In May, lender Colony Capital sold $63 million in distressed debt on the development site at 560 Seventh Avenue in Chelsea, owned by Soho Properties’ Sharif El-Gamal and MHP Real Estate Services to an unidentified firm, sources told TRD. In court documents, the lender claimed El-Gamal and partners had defaulted on the debt. Sources with knowledge of the deal said that the trouble unfolded because El-Gamal had trouble securing construction financing for the 29-story Dream Hotel he was planning at the site. A representative for El-Gamal denied that his firm had difficulty securing financing.

The NoMad-based developer is not alone. Lenders held back on financing many land acquisition and construction deals — not only for luxury condominium projects but for commercial developments across the board. 

A rendering of the Dream Hotel at 560 Seventh Avenue

As a result, land sales had a pretty damaging 2016, and the number of deals crossing the goal line was significantly diminished. Dollar volume plummeted 74 percent year-over-year to less than $3 billion, according to data from Cushman. 

Kasowitz’s Schwartz said distress is occurring more so “on the front end.” 

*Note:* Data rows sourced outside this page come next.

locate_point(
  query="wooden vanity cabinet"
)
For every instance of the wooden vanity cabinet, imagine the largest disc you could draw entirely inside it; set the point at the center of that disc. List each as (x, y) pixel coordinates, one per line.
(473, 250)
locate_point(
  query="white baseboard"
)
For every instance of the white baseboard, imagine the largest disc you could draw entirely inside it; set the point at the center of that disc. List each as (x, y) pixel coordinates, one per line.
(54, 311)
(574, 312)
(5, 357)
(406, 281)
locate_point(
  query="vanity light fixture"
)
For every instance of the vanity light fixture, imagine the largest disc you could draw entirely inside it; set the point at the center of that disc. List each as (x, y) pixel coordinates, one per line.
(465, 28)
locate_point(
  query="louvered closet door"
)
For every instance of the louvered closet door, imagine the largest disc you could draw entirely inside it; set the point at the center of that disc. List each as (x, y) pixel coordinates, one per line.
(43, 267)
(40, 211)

“We’re seeing a dislocation between buyers and sellers with respect to pricing on ground-up multifamily and land sales,” he said. “This is causing buyers and sellers to seek alternate structures in the form of land contribution joint ventures and ground leases so that the sellers can retain some upside in the project and bridge the price dislocation.”

But bringing in an equity partner isn’t always an easy solution.

“Construction lenders are asking a lot of questions and don’t want untested developers,” Hannigan said, adding that he is seeing “a lot of stress in joint ventures,” which has been playing out in litigation. 

In one example, Richard Ohebshalom sued his father, Fred, in March for allegedly trying to push through the $148 million sale of a large Financial District development site at 111 Washington Street for less than he thought it was worth.

And deals from the past — particularly cases where a developer bought land at high prices in 2014 and 2015 — are coming back to haunt both owners and lenders who just can’t make the numbers work in today’s market.

The Durst Organization, one of the city’s biggest developers, is seeing those distressed development sites as a source of opportunity. Last December, the firm bought a Long Island City development site from Property Markets Group and the Hakim Organization for $173.4 million. The partners had spent almost three years assembling several lots in a total of four purchases to make way for a $750 million, 914-foot-tall rental and condo tower. But when the developers’ $140 million acquisition and pre-development loans from Acres Capital were coming due, the duo realized they couldn’t line up a new lender without sinking more equity into the deal. To dodge foreclosure, they sold the parcels.

Durst Organization CEO Douglas Durst explained its strategy to TRD earlier this year, saying, “We cannot compete with condo builders on cost when acquiring land conventionally. Acquiring distressed sites allows us to build rental and make the kinds of long-term investments that have served us well for more than 100 years.”

And it seems as though the opportunities will be in greater supply. There was a 9 percent year-over-year increase in scheduled foreclosure auctions on vacant land in the first quarter, driven by a 114 percent jump in Brooklyn, ATTOM data showed. Scheduled foreclosure auctions were also up year-over-year in Queens and on Staten Island, and bank repossessions were up in Brooklyn, Manhattan and the Bronx, the data showed.

Ackman-Ziff Real Estate’s Russell Schildkraut said a “most suspect” corner of the market is in land sites that were bought by second-tier sponsors that are not adequately capitalized or overleveraged. 

 “They’re stuck without a way to get projects done,” Schildkraut said.

Correction: A previous version of this story incorrectly identified the amount of vacant space at 530 Fifth Avenue. It is nearly 27,000 square feet.